The pursuit continued through residential streets at speeds ranging from 55 to 80 miles per hour, by which time a number of other police cars and a police helicopter had joined in the chase. After approximately 8 miles, officers finally cornered King’s car.
After initially refusing to leave the car, King was set upon by the officers, being kicked, struck with batons and tasered twice.
He suffered multiple skull fractures, a broken right ankle, and numerous bruises and lacerations. King’s two passengers were also injured by the officers.
The incident was filmed by George Holliday from his balcony nearby and sent to local news station KTLA. The footage, which showed King being severely beaten, gained attention from news media around the world.
Four police officers were tried on charges of use of excessive force, with three being acquitted and a verdict failing to be reached for the fourth.
The 1992 Los Angeles Riots started within hours of the acquittals, sparked by outraged African Americans.
It lasted six days, seeing 63 people killed and over 2,000 injured. It only ended after the National Guard, the U.S. Army, and the U.S. Marine Corps provided reinforcements.
The federal government prosecuted a separate civil rights case, which ended on 16 April 1993, with two of the officers being found guilty and sentenced to prison. The other two were acquitted of the charges.
The city of Los Angeles awarded King $3.8 million in damages, in a separate suit. He was found dead in his swimming pool two months after publishing his memoir in 2012.
4 – Dictator Siad Barre Flees Somalia, Ending His 22-Year Rule
Barre was the President of the Somali Democratic Republic from 1969 to 1991, when he was forced to flee following a civil war.
Having been a major general of the gendarmerie, Barre became President of Somalia after a coup d’état in 1969.
As President, and with support from the Soviet Union, Barre established Somalia as a one-party, Marxist–Leninist socialist state, renaming the country the Somali Democratic Republic.
Under Barre’s rule, banks and major industries were nationalized, and many cooperative farms were established.
After Somalia’s defeat in the Ogaden War against Ethiopia in the late 1970s, Barre’s popularity declined and led to the Somali Rebellion and eventual Civil War.
The Soviet Union ceased their support for Somalia during the Ogaden War, with Barre subsequently switching allegiances to the West and the United States.
During the 1980s, public opposition grew due to Barre’s increasingly dictatorial rule, and the sharp deterioration of the economy.

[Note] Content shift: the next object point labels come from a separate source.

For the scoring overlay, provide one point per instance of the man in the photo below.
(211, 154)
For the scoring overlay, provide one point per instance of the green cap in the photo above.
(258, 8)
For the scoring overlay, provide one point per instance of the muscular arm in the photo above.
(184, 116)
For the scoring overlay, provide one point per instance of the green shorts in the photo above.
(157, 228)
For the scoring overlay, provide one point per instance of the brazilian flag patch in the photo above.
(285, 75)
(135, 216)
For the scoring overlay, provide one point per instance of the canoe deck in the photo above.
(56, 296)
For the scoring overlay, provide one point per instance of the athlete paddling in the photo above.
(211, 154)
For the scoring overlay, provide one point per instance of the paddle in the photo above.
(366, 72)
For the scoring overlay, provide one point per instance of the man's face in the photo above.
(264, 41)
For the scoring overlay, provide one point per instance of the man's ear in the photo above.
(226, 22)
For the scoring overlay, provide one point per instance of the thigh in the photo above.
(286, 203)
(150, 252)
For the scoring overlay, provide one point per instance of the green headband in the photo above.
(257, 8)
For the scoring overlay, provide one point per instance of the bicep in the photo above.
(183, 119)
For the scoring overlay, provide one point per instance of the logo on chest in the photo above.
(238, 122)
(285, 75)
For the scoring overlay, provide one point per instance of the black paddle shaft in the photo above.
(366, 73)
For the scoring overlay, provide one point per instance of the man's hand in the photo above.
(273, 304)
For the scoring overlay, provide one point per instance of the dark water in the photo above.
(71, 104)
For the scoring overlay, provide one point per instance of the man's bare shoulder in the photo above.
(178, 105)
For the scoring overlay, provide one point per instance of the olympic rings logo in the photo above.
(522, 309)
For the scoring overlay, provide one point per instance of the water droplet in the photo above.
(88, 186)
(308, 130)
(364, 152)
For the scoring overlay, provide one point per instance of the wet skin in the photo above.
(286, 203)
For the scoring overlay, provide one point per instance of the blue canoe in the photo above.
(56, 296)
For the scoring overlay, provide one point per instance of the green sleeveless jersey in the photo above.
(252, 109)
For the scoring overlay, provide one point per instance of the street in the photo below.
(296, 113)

The state-sponsored genocide of the Isaaq clan throughout the eighties resulted in the deaths of as many as 200,000 people, and the displacement of up to half a million refugees, which resulted in the creation of the world’s largest refugee camp at the time in Ethiopia.
Finally, on 26 January 1991, Barre’s rule collapsed and he fled from the Somali capital, Mogadishu.
After he failed in his attempts to regain power, Barre was forced into exile in Kenya, before moving to Nigeria weeks later, where he died in 1995, aged 75.